The latest KID effort was presented at the 84th Annual Meeting of the Meteoritical Society in Chicago, chaired by Dr. George Flynn, a physicist at the State University of New York, Plattsburgh.

“You may need to use multiple punches,” said Dr. Flynn speaking to the New York Times. ‘It [Bennu] may scarcely miss, but scarcely missing is enough.’

Researchers have been working on NASA’s Ames Vertical Gun Range for the recent KID experiments, built in the 1960s during the Apollo era and based at Moffett Federal Airfield in California’s Silicon Valley.

They fired small, spherical aluminum projectiles at meteorites suspended from nylon cords.

The team used 32 meteorites – fragments of asteroids that fell to Earth from space – most of which were purchased from private dealers.

The tests have allowed them to find out at what point the momentum of a man-made object fired at an asteroid turns it into thousands of fragments, rather than throwing it off course as desired.
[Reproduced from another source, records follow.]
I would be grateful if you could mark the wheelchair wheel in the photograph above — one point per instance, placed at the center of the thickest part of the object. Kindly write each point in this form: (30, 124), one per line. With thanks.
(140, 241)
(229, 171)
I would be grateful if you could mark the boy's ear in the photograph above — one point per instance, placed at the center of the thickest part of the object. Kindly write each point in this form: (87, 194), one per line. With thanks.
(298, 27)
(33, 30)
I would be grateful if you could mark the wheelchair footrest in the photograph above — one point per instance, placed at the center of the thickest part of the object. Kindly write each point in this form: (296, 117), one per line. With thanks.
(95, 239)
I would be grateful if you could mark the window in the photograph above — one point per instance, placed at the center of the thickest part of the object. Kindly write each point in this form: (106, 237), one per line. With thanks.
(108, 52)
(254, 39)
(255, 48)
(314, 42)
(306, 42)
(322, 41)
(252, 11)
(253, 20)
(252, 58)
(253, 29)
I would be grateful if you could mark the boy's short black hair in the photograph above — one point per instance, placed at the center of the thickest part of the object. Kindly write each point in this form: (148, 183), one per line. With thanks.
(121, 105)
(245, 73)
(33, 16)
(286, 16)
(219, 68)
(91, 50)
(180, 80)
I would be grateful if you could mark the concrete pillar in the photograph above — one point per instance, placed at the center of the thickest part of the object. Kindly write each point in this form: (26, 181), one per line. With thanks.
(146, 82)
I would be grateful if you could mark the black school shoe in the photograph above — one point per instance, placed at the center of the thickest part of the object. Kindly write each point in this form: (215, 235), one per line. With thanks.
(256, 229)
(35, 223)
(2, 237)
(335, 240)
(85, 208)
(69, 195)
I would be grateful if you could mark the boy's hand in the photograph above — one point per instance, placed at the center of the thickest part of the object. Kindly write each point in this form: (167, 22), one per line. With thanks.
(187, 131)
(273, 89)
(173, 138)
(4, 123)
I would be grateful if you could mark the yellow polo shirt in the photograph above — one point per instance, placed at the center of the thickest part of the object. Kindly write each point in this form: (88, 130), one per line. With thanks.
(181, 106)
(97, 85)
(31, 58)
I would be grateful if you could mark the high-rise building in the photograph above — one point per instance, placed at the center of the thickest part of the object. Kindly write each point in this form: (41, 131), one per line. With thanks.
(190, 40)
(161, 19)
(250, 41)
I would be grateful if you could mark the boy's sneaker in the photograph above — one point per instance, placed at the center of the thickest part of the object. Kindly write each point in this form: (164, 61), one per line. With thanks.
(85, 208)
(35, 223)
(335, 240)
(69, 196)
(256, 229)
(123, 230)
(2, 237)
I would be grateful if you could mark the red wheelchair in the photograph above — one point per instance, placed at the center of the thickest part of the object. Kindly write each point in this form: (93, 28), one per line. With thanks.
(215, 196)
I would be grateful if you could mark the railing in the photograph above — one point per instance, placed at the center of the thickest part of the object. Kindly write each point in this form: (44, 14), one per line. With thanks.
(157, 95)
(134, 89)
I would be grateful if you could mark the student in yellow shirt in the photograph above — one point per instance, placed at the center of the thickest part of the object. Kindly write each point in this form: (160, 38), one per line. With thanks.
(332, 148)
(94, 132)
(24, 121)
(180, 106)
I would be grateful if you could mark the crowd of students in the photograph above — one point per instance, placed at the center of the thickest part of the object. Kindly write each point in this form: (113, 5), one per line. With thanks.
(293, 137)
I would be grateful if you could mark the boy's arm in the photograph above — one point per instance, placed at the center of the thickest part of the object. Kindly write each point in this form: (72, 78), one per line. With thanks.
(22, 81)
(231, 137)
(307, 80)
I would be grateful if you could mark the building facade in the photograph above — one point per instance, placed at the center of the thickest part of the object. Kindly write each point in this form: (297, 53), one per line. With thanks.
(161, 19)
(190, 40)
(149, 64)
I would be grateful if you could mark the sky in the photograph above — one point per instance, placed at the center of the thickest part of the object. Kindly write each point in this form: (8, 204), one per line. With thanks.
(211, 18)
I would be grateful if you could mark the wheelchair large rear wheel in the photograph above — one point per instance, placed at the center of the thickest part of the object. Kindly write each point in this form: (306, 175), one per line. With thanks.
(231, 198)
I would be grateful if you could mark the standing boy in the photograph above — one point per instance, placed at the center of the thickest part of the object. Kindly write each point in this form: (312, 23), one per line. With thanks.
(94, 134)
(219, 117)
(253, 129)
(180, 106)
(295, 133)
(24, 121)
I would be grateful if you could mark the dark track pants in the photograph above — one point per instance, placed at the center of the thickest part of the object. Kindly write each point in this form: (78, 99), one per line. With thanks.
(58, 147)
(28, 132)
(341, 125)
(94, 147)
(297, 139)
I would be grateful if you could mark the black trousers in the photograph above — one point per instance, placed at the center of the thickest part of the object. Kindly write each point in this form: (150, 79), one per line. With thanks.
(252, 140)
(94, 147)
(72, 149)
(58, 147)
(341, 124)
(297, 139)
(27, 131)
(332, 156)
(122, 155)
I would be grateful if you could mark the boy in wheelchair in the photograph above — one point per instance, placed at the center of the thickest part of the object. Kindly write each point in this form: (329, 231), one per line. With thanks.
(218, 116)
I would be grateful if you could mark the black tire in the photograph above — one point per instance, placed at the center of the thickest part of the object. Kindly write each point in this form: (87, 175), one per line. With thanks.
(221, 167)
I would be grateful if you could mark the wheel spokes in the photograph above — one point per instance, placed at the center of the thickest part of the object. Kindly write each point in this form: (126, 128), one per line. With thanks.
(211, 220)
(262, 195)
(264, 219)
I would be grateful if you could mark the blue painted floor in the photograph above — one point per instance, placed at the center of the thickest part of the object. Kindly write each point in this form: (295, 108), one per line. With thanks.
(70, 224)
“If you break it into pieces, some of those pieces might still be on a collision course with Earth,” said Dr. Flynn.

Carbonaceous chondrite (C-type) asteroids like Bennu are the most common in the solar system.

Darker than other asteroids due to the presence of carbon, they are among the oldest objects in the solar system – dating back to their birth.

According to experiments at AVGR, the type of asteroid targeted (and how much carbon it contains) can determine how much momentum is directed at it by a man-made KID device.

In the experiments, the researchers found that Type C meteorites could only withstand about one-sixth the momentum that the other chondrites could withstand before fragmenting.

‘[C-type] Asteroids are much more difficult to deflect without interference than ordinary chondrite asteroids,” the experts concluded.

“These results suggest that multiple consecutive impacts may be required to deflect rather than destroy asteroids, particularly carbonaceous asteroids.”

Therefore, some 160 years in the future — when Bennu is most likely to collide with Earth, according to NASA — a KID device would need to give a KID device a series of gentle nudges to prevent it from breaking apart and sending dangerous shrapnel fragments flying toward Earth.

NASA’s most recent study of Bennu, published in Icarus magazine, indicated that there is a greater than 99.9 percent chance that Bennu will not impact Earth in the next three centuries.

“Although the probability of it hitting Earth is very low, Bennu remains one of the two most dangerous known asteroids in our solar system, along with another asteroid called 1950 DA,” NASA said in a statement.